And, people began condemning the actions of the freshmen. Even Internet superstar, Supreme Patty, commented on one of the boys' Instagram accounts.
I was proud of the community for rallying together to condemn this act. I thought the action was so grotesque it warranted that kind of response.
However, the revelation eventually came out that the boy did not have autism. That rumor was started, and everyone spread it like wildfire. It reminds one of the game "whisper down the lane." As Adolf Hitler said, "if you tell a big enough lie and tell it frequently enough, it will be believed."
Now there is nothing wrong with being autistic, obviously, but I also understand why someone would not want to be mistaken for an autistic person. Unfortunately, everyone involved in this incident fell victim to social media sensationalism.
Many people from my hometown love gossip, myself included, so it should come as no surprise we would want to circulate a possible hate crime happening with no regard to how the outside world would perceive us.
Now, these boys who beat him up are punks, they are clearly not model citizens younger children should emulate. However, is there a moral equivalency between two people ganging up on one kid, vs. two kids ganging up on a special needs kid?
Yeah, they are both bad but one is far worse than the other!
So this raises the question of if it was justified to doxx these boys. One of their addresses was exposed online, but now there are rumors going around that that was not even the right address!
Taking all this into mind, should they be doxxed?
The answer is, of course, no, but that does not mean all doxing is bad. I think doxing is justified when someone creates a danger for other people in the community.
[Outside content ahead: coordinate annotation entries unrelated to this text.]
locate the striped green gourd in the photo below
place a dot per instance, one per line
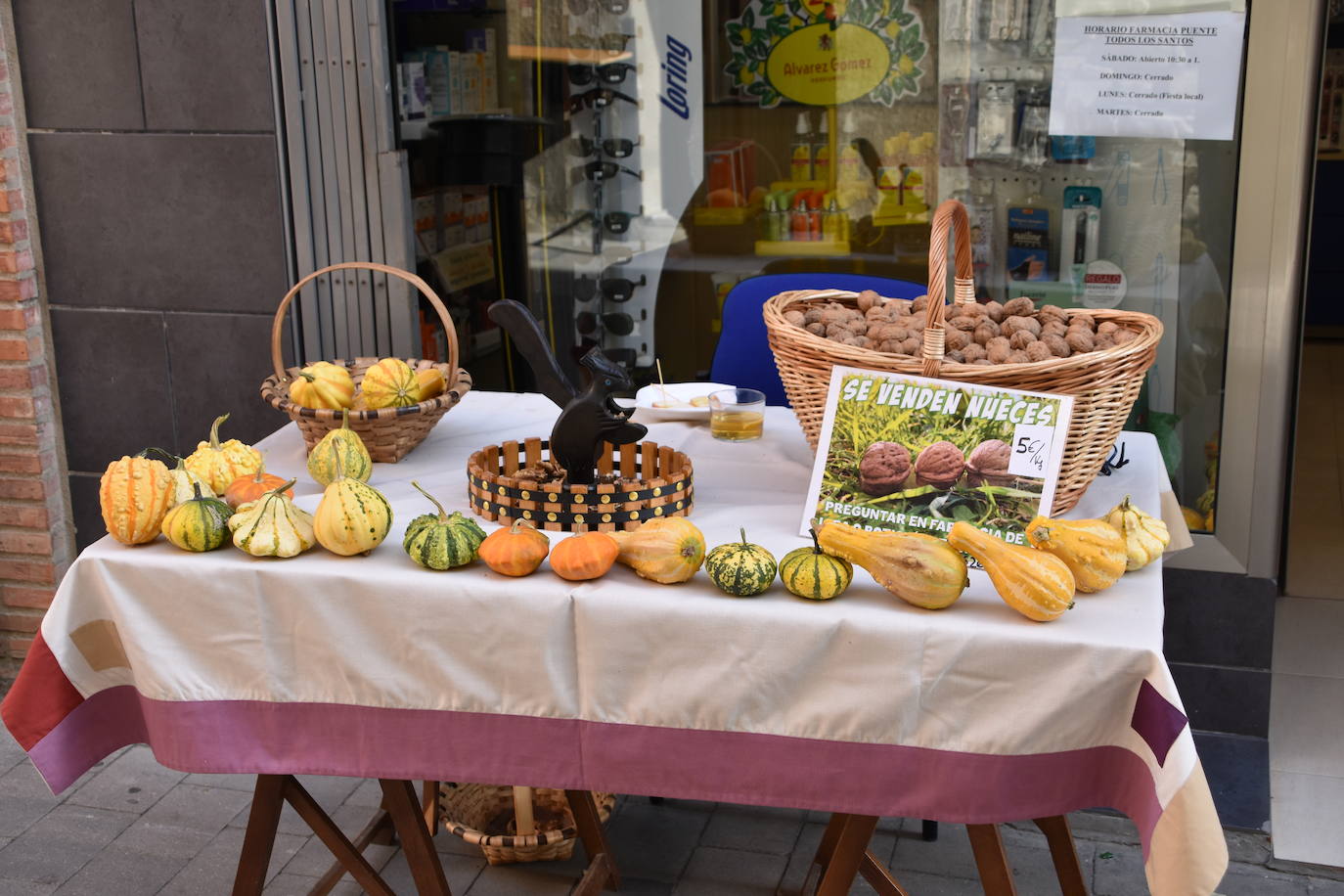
(740, 568)
(340, 452)
(445, 540)
(813, 574)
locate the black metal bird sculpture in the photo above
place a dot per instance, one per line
(589, 417)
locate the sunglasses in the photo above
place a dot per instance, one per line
(611, 72)
(611, 147)
(614, 7)
(614, 323)
(599, 98)
(614, 289)
(600, 171)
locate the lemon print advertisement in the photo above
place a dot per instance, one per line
(824, 53)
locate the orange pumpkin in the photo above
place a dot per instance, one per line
(585, 557)
(516, 550)
(246, 489)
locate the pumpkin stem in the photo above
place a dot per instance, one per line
(280, 489)
(442, 514)
(214, 431)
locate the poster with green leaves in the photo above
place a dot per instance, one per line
(824, 53)
(904, 453)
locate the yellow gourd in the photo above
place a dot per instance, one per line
(390, 383)
(135, 495)
(340, 446)
(323, 384)
(1145, 536)
(272, 525)
(1034, 583)
(918, 568)
(665, 550)
(352, 517)
(1092, 550)
(218, 464)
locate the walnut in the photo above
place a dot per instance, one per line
(1056, 344)
(941, 465)
(883, 468)
(985, 331)
(1080, 340)
(1017, 323)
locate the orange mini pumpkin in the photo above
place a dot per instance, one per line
(585, 557)
(516, 550)
(246, 489)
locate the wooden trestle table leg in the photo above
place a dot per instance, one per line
(601, 872)
(991, 859)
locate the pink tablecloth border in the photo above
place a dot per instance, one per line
(333, 739)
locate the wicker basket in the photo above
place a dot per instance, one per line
(653, 481)
(388, 432)
(1103, 383)
(467, 810)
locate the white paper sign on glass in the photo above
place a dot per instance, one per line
(1172, 75)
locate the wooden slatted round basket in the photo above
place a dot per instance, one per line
(1103, 383)
(648, 481)
(470, 810)
(388, 432)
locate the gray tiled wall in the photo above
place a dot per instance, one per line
(158, 204)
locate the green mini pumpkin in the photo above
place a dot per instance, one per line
(445, 540)
(740, 568)
(813, 574)
(201, 522)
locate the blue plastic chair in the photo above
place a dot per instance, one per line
(743, 357)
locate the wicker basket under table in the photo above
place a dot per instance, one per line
(1103, 383)
(388, 432)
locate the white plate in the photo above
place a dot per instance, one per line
(682, 391)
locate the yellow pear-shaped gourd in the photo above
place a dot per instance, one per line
(390, 383)
(1037, 585)
(1093, 550)
(340, 446)
(218, 464)
(323, 384)
(1145, 536)
(918, 568)
(352, 517)
(665, 550)
(272, 525)
(135, 495)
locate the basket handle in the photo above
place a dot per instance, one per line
(951, 216)
(395, 272)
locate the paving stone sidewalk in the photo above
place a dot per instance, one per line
(133, 828)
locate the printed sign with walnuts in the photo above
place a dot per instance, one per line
(824, 53)
(906, 453)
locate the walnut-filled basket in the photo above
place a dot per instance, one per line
(388, 432)
(1103, 383)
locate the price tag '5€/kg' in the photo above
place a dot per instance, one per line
(1030, 449)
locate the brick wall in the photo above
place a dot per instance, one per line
(35, 536)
For example, if you live next to a white supremacist, you should doxx them, because they are a danger to all non-white people in the neighborhood.
If the victim, in this case, did have autism, the presence of his attackers creates a danger to special needs people, so doxing them, even though they are minors, would have been totally justified.
We can reckon the "jumping the gun" aspect of this case by not getting your news from social media and instead of doing the right thing, and doing your own research when you hear about cases like this.